- Я удивляюсь вашей недогадливости,- продолжал Гальванеску,- удобно устроившись в кресле и закурив новую сигару.- Вы все искали какую-то болезнь, какую-то странную эпидемию, проказу и тому подобное. Вы не могли выстроить иной гипотезы, кроме дурацкого предположения, что я прививаю людям какую-то заразу,- боже, какая глупость! - для того, чтобы потом эксплуатировать их труд. Вот это действительно было бы преступлением! горячо возмутился Гальванеску.- Я понимаю, скажем, если бы я собирал сюда каких-то там больных, выброшенных за борт жизни, дал бы им работу и эксплуатировал их. Однако... фу! Это же просто коммерция! Это пристало бы какому-нибудь спекулянту-фермеру. Это бесперспективное мироедство! А наука живет только перспективами. Рождается из перспектив и жаждет их. Если вы отдали себя науке, то, сделав шаг, обязаны отступить в сторону и посмотреть, сколько еще шагов вы сможете пройти дальше. Если ваша конечная цель окажется тут, перед самым вашим носом, то лучше бросьте науку: вы, в лучшем случае, изобретете новую усовершенствованную иголку для примуса. Науке необходимы горизонты и перспективы! Да, да, коллега и госпожа! Ваша работа должна широким спектром идей устремляться в далекие грядущие века.
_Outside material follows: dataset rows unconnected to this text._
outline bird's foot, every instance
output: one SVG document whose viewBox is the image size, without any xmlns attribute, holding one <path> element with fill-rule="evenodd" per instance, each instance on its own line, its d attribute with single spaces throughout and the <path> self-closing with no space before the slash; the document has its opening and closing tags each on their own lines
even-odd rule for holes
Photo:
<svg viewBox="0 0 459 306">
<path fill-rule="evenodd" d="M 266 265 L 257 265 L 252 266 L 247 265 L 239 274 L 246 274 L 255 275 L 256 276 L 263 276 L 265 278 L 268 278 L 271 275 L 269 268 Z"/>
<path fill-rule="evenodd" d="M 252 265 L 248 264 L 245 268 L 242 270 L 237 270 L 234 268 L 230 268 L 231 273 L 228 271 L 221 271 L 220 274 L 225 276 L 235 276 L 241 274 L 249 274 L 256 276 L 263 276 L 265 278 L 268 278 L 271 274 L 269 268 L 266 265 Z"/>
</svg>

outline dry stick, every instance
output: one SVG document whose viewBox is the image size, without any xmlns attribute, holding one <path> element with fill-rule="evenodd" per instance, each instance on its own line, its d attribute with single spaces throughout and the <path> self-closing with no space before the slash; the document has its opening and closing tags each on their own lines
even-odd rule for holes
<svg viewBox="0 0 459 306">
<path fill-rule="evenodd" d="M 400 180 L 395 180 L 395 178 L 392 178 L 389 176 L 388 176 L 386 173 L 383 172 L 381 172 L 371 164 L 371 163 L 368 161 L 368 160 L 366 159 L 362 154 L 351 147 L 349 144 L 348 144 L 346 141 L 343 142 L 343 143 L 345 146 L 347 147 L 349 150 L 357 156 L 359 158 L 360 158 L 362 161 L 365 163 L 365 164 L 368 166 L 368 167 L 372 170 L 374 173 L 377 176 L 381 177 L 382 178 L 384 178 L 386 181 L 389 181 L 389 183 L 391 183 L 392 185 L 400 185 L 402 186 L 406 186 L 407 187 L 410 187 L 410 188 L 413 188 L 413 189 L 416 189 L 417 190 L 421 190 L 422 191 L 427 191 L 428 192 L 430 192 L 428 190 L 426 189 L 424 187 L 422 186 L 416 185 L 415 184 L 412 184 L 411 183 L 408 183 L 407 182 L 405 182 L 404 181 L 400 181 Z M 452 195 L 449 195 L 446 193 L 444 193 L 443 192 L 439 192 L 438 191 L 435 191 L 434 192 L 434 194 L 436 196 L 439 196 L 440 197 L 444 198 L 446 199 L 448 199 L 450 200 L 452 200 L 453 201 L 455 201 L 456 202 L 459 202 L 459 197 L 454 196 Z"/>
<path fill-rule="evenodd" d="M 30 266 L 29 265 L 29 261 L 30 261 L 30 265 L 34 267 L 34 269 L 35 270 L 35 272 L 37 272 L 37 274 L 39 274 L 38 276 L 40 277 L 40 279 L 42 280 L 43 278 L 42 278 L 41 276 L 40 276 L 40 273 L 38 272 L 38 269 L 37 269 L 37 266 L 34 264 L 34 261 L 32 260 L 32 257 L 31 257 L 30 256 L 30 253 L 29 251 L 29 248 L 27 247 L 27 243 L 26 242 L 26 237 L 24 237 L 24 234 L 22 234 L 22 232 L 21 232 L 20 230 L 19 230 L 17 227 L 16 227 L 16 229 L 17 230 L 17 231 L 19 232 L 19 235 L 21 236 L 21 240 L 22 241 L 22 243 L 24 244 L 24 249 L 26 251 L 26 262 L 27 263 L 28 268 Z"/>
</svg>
Гальванеску встал и лихорадочно забегал по комнате. Он был в полном самозабвении. Всегда спокойный, обстоятельный и внешне скептичный, он суетился теперь, как молодой поэт. Халат его развевался, волосы, разметались, глаза светились, он лихо размахивал руками.
- Эксплуатация больных! - выкрикивал он.- Какая нелепица! Какая жалкая фермерская идея! Какое нищенство! Эксплуатация всего мира - вот что достойно внимания! Да. Всего мира! Перестройка современной системы эксплуатации на основе новых научных достижений. Да! Однако всего мира! Никак не меньше!
Он внезапно сел. Замолк, пригладил волосы и как будто слегка успокоился.